Practices in the morning in low temperatures are quite hard for players and can even hurt their performance. In contrast, practice in the afternoon suits their health and helps them perform with fresh energy. Last year, Texas Tech benefited from that change, as they not only won the conference title but also made their first-ever appearance in the CFP. But Nebraska wasn’t aware of that change and faced a huge hurdle.
“We went to Maryland and played a 3:30 game. You know, got back at whatever time and played the following Friday at Minnesota and got whooped. Went to Penn State and played a night game. Came back and played the following Friday morning and got whooped. And it was like, there’s a lot to this league. There’s a lot more travel than we realized,” added the Nebraska head coach.

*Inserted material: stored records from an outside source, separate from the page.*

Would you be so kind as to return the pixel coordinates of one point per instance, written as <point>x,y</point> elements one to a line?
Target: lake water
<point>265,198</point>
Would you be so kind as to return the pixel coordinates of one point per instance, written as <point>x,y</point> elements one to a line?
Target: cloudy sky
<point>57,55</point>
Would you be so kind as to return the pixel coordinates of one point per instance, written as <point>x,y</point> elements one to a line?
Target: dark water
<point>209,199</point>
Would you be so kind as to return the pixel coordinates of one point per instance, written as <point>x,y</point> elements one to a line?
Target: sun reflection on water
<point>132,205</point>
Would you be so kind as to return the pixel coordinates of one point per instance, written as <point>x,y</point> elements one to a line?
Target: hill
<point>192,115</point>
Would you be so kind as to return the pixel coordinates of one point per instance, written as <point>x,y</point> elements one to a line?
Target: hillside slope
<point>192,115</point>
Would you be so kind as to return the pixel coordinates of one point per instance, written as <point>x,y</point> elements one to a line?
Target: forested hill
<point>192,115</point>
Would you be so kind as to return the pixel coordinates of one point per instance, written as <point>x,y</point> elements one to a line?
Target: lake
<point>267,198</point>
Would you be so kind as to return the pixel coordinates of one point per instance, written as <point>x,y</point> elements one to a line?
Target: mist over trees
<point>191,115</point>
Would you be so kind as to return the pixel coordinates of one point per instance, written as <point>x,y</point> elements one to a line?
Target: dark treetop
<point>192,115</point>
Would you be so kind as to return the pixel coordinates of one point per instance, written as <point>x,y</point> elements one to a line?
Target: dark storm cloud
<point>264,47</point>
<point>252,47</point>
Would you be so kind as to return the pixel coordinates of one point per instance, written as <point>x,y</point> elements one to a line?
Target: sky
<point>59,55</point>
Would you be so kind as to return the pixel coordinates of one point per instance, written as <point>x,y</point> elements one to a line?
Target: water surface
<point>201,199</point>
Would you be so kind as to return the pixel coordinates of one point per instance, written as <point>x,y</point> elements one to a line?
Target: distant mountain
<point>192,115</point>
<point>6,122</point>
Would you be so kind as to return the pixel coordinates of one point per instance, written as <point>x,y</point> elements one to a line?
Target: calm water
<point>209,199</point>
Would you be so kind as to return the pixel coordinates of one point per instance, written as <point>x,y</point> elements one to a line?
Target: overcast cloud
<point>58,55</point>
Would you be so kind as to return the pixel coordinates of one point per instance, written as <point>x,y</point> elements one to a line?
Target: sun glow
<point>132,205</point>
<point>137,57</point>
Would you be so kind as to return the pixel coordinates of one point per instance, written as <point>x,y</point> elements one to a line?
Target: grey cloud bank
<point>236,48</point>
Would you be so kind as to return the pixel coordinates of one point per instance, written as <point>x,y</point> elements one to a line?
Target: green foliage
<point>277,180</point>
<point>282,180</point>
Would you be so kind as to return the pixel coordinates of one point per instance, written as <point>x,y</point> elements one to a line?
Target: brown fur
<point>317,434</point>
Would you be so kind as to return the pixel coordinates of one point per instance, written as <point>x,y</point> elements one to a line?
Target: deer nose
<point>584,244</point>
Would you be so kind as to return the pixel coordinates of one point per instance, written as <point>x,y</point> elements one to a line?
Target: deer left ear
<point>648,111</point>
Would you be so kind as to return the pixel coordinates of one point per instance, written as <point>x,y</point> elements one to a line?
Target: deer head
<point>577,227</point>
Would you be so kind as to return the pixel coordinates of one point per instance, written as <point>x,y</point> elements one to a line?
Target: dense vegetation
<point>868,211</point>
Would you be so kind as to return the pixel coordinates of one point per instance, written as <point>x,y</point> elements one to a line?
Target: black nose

“So how do we do a better job of being fresher at the end of the year while still also being good? Do we have to practice differently? Do we have to monitor things differently? So we moved afternoon practices. November, it can be 10 degrees in the morning. It can be 35 in the afternoon, and we’re going to go outside.”
Sports science work on time-of-day training shows performance in speed and power tasks tends to be lower in early morning and higher in the afternoon as body temperature and hormone levels rise. For a team dealing with late returns from road games, later practice windows can help players train closer to their daily peak instead of fighting an early-morning dip.
This season, the Huskers will face programs like Maryland, Indiana, Oregon, Illinois, Washington, and so on. In Year 4, Rhule needs consistent wins and a healthier finish to the season to meet expectations in Lincoln. If the Big 12 team strategy works for Matt Rhule’s Big Ten team, it will be a major fix for the Huskers’ problem to keep players healthy and show full potential on the field.
If the afternoon plan does not show up in late-season results, pressure in Lincoln will grow. But by moving practice time, Nebraska is betting it can stay fresher when Big Ten trips hit hardest.